The service charge account for the financial year 2024 to 2025

  1. The resident complained that the weekly service charge amount provided for the 2024 to 2025 was not equal to the annual charge divided by the number of weeks in that year. He noted there is a difference of 30p per week and requested this be adjusted.
  2. In the landlord’s stage 1 response, it explained that it was looking into the matter, but it could not give a specific date for when it would provide an answer. It would have been appropriate for the landlord to have provided a timeframe of when it would have finished its investigation, or otherwise of when it would provide an update, in order to manage the resident’s expectations.
  3. The landlord followed up on its stage 1 response and provided its calculations to show why it considered that the amount advertised was correct.
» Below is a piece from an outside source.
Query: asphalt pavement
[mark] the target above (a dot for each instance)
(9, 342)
The landlord’s response was appropriate because it demonstrated it had looked into the matter and provided a clear position.
  4. The landlord’s internal correspondence has been considered by us in our investigation of this complaint. We can see that the landlord took steps to discuss the matter internally with the relevant members of staff. This was appropriate and demonstrates that the landlord was taking the matter seriously. It also invited the resident to its offices so it could discuss the service charges in person, but the resident declined. Nevertheless, this was a reasonable offer to make.
  5. In its stage 2 response, the landlord acknowledged and apologised that it had not responded to the resident’s queries about the service charge in a timely manner and had not provided any updates outside of its complaint response. Given that the resident had asserted that the landlord’s calculations in its stage 1 response were not correct, it would have been appropriate for the landlord to address this in its response. The resident had to repeat his query to receive a response which caused inconvenience. 
  6. In the landlord’s stage 2 follow up email to the resident, it explained that the weekly service charge payments the resident was making meant there would be a slight overpayment of £4.24 for the year 2024 to 2025. It noted that this was in relation to estimated costs rather than confirmed costs, and if it reduced the resident’s payment there was a risk of underpayment by the end of the year. The landlord’s policy entitles it to keep hold of small surpluses for its reserve fund, as a result the landlord was following its policy with its decision not to refund the resident the surplus.
  7. Overall, the resident was inconvenienced by not knowing when he would receive a response to his query and had to chase the landlord when it did not respond to all the points he had raised. The landlord offered the resident £50 to reflect the delay in confirming the correct weekly service charge contribution, and £100 in recognition of its delay in reviewing and responding to the resident’s complaint. We consider that the landlord’s offer is reflective of the failures noted and is in line with our remedies guidance. A finding of reasonable redress is made on the understanding that the £150 offered is paid to the resident, if it has not already done so.

Determination

  1. In accordance with paragraph 53.b. of the Housing Ombudsman Scheme, there was a reasonable offer of redress in the landlord’s handling of the resident’s queries about the service charge account for the financial year 2022 to 2023.
  2. In accordance with paragraph 53.b. of the Housing Ombudsman Scheme, there was a reasonable offer of redress in the landlord’s handling of the resident’s queries about the service charge account for the financial year 2024 to 2025. 

Recommendations

  1. The landlord should pay the resident its compensation offer of £300, if it has not already done so.